Il traballante mondo della Marescialla

Berlino: fortunata ripresa del Rosenkavalier con la regia di Homoki

Der Rosenkavalier (Foto Monika Rittershaus)
Der Rosenkavalier (Foto Monika Rittershaus)
Recensione
classica
Berlin, Komische Oper
Der Rosenkavalier
08 Giugno 2019 - 23 Giugno 2019

In una primavera che vede i titoli scenici di Richard Strauss diffusamente presenti in vari teatri europei, la Komische Oper riprende un suo fortunato allestimento di Der Rosenkavalier; la sala teatrale è la più raccolta delle tre maggiori berlinesi, e il palcoscenico il meno ampio: la regia di Andreas Homoki enfatizza tali dimensioni, muovendo i personaggi in uno spazio ulteriormente ritagliato al boccascena da un arco scenico di fattura neoclassica, semplice quanto monumentale. Il senso di affollamento cresce perciò di atto in atto, ma il caos che episodicamente genera è intenzionato, teatralmente efficace e congeniale alla lettura registica: ogni atto fa segnare una progressione storico-temporale, che dall’epoca della mimesi – prima metà del Settecento – salta all’epoca degli autori (d’altronde, è nel 2° atto che nobiltà e alta-borghesia s’intrecciano sulla scena con la comparsa dei Faninal…), e infine nel ventesimo secolo tra le due guerre, con elementi rifluenti dagli atti precedenti. Nel mezzo, a secondo atto inoltrato, l’arco e tutto il palcoscenico s’inclinano come nave destinata al naufragio; l’equilibrio precario di interpreti e mobilio sfocia nel 3° atto in un vero e proprio rovesciamento: quinte e fondali sono sottosopra, le porte appaiono  sfondate, i mobili sono sinistrati, ma verranno sgombrati prima del finale, quando la scena sarà ancor più vuota che all’inizio, allorché era occupata dal letto della passione tra Marescialla e Octavian. Ė evidente che a Homoki interessa stratificare, al di sopra del discorso sul tempo esistenziale e psicologico che permea il capolavoro di Hoffmanstal e Strauss, anche un piano riguardante il tempo storico-sociale: la Marschallin non è solo una donna che ha la coscienza della profondità verticale e dell’inesorabilità direzionale del tempo (soltanto un miracolo, come l’incontro tra Sophie e Octavian, può congelarlo), ma è pure la ‘Maria Theresia’ asburgica, in crinolina perfino antiquata rispetto agli anni degli eventi; della dimensione borghese del 2° atto s’è detto, mentre nel 3° i famuli che assillano Lerchenau come “papà” somigliano un po’ a giovanissimi attivisti proletari. Il sovrapporsi dei piani comunque non stride, e le soluzioni registiche – soprattutto nel 2° atto – sono brillantissime ed encomiabili per l’effetto di studiato affollamento che creano (ad es., nella curiosità generale per l’arrivo del cavaliere, vista dal lato di un’euforica servitù).

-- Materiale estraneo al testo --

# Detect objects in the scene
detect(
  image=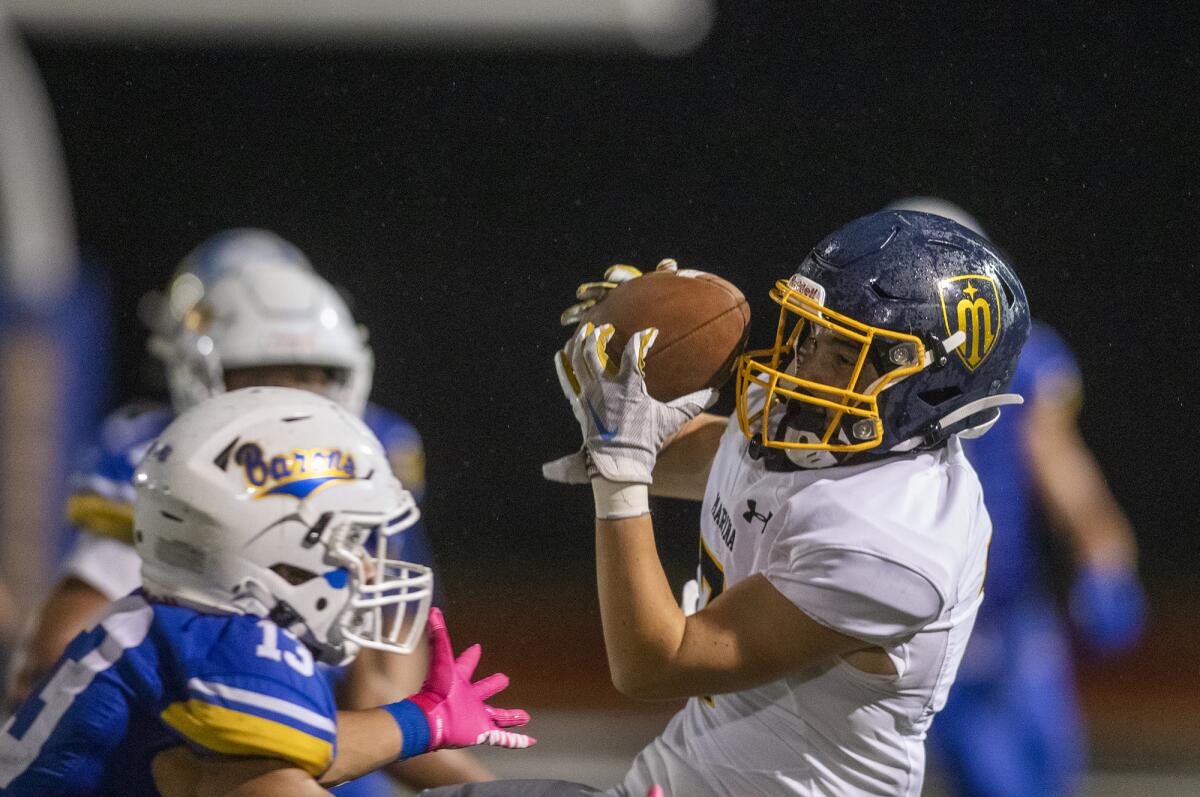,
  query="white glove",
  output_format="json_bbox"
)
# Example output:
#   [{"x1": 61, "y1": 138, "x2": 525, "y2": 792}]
[{"x1": 544, "y1": 323, "x2": 716, "y2": 485}]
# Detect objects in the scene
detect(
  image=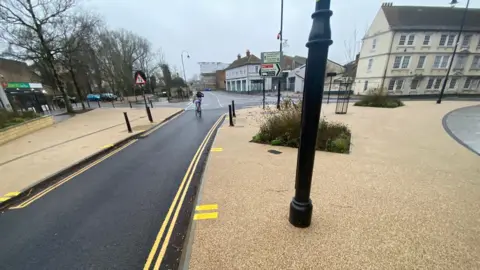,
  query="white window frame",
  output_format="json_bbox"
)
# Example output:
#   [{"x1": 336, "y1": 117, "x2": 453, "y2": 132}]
[
  {"x1": 432, "y1": 55, "x2": 450, "y2": 69},
  {"x1": 448, "y1": 78, "x2": 458, "y2": 89},
  {"x1": 388, "y1": 79, "x2": 405, "y2": 91},
  {"x1": 438, "y1": 34, "x2": 457, "y2": 47},
  {"x1": 410, "y1": 79, "x2": 420, "y2": 90},
  {"x1": 460, "y1": 34, "x2": 473, "y2": 48},
  {"x1": 470, "y1": 55, "x2": 480, "y2": 69},
  {"x1": 417, "y1": 55, "x2": 427, "y2": 69},
  {"x1": 422, "y1": 34, "x2": 432, "y2": 46},
  {"x1": 393, "y1": 55, "x2": 412, "y2": 69},
  {"x1": 367, "y1": 58, "x2": 373, "y2": 71},
  {"x1": 425, "y1": 77, "x2": 443, "y2": 90}
]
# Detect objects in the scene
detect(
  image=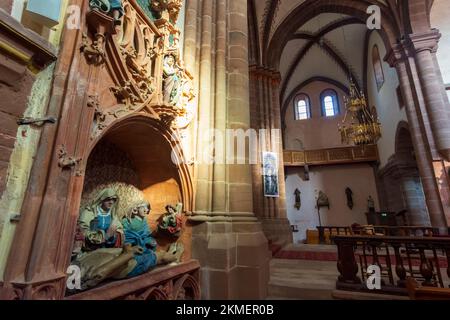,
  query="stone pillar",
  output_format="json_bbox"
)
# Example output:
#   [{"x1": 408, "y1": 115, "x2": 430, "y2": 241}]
[
  {"x1": 387, "y1": 46, "x2": 447, "y2": 231},
  {"x1": 408, "y1": 30, "x2": 450, "y2": 160},
  {"x1": 185, "y1": 0, "x2": 269, "y2": 299},
  {"x1": 250, "y1": 66, "x2": 293, "y2": 246}
]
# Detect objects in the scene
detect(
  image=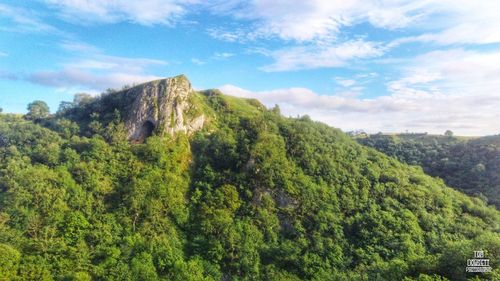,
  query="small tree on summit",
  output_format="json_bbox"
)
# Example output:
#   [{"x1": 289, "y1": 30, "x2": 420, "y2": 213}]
[{"x1": 26, "y1": 100, "x2": 50, "y2": 120}]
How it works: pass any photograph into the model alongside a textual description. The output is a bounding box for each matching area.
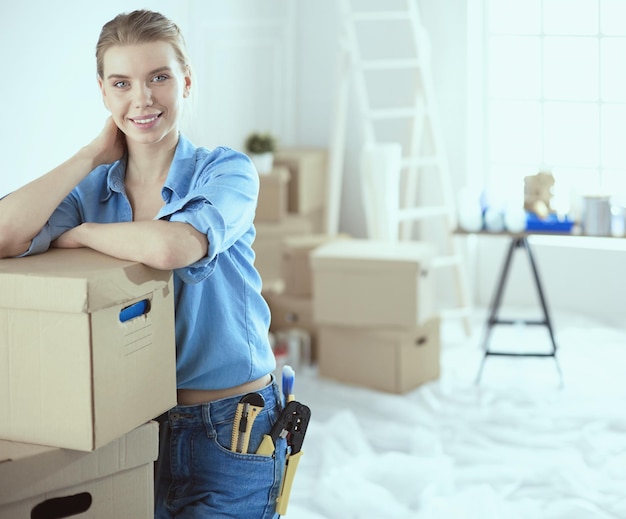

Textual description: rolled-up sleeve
[157,148,259,282]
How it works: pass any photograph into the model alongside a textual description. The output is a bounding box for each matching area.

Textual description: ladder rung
[358,58,422,70]
[439,306,472,319]
[401,156,441,168]
[430,254,461,268]
[365,106,417,120]
[351,11,411,22]
[398,206,450,222]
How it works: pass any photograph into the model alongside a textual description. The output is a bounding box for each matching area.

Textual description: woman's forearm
[54,220,208,270]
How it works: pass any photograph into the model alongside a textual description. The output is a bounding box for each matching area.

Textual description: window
[483,0,626,212]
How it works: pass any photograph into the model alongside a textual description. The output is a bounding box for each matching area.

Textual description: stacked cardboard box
[252,148,328,287]
[311,240,440,393]
[0,422,158,519]
[253,148,333,367]
[0,249,176,518]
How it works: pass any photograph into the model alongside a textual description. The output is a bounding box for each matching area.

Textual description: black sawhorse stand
[476,235,563,385]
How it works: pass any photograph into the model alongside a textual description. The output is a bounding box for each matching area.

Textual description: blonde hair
[96,9,190,78]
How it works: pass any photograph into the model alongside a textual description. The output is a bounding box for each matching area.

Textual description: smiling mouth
[131,114,161,124]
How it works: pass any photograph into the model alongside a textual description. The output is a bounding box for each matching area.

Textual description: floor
[287,311,626,519]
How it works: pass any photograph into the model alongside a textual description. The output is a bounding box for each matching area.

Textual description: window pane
[489,36,541,98]
[600,0,626,35]
[602,169,626,199]
[602,104,626,168]
[552,168,599,217]
[487,0,541,34]
[543,0,598,34]
[600,37,626,101]
[543,37,599,101]
[544,103,599,167]
[489,101,541,164]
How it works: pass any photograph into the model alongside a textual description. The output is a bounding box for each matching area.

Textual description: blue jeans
[154,381,287,519]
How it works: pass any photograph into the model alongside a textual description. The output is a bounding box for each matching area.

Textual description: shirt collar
[100,134,196,202]
[162,133,196,202]
[100,155,128,202]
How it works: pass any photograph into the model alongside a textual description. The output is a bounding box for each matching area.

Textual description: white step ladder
[327,0,471,335]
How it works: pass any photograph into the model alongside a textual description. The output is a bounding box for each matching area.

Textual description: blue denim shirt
[26,135,275,389]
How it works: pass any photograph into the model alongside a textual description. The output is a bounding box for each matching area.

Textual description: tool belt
[231,374,311,515]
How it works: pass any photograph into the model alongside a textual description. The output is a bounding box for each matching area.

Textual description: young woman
[0,10,285,519]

Brillantissimi anche i principali interpreti vocali:Johanni van Oostrum è una Marschallin intensa, corposa e morbida nell’emissione, sempre protesa nel fraseggio; Vera-Lotte Böcker( Sophie) si rivela estremamente duttile e sempre convincente sia negli episodi lirici, sostenuti con intensità non minore della collega, sia in quelli più tendenti al comico; nello sdoppiare queste due anime attraverso il travestimento, il ruolo diOctavian/Mariandel (Karolina Gumos) è forse meno insidioso, ma l’interprete lo realizza assai bene in ogni caso; Jens Larsen evita di calcare vocalmente troppo la figura di Lerchenau, anche perché il suo physique du rôlegli consente già di imporne il carattere sul palcoscenico, e così di plasmare con misura fraseggio e parola. Il suono dell’Orchestra della Komische Oper emerge dalla buca pastoso, con pienezza di armonici, ma ben equilibrato alle voci: merito dunque alla direzione di Ainārs Rubiķis. Sala piena, e alla fine plaudente con convinzione.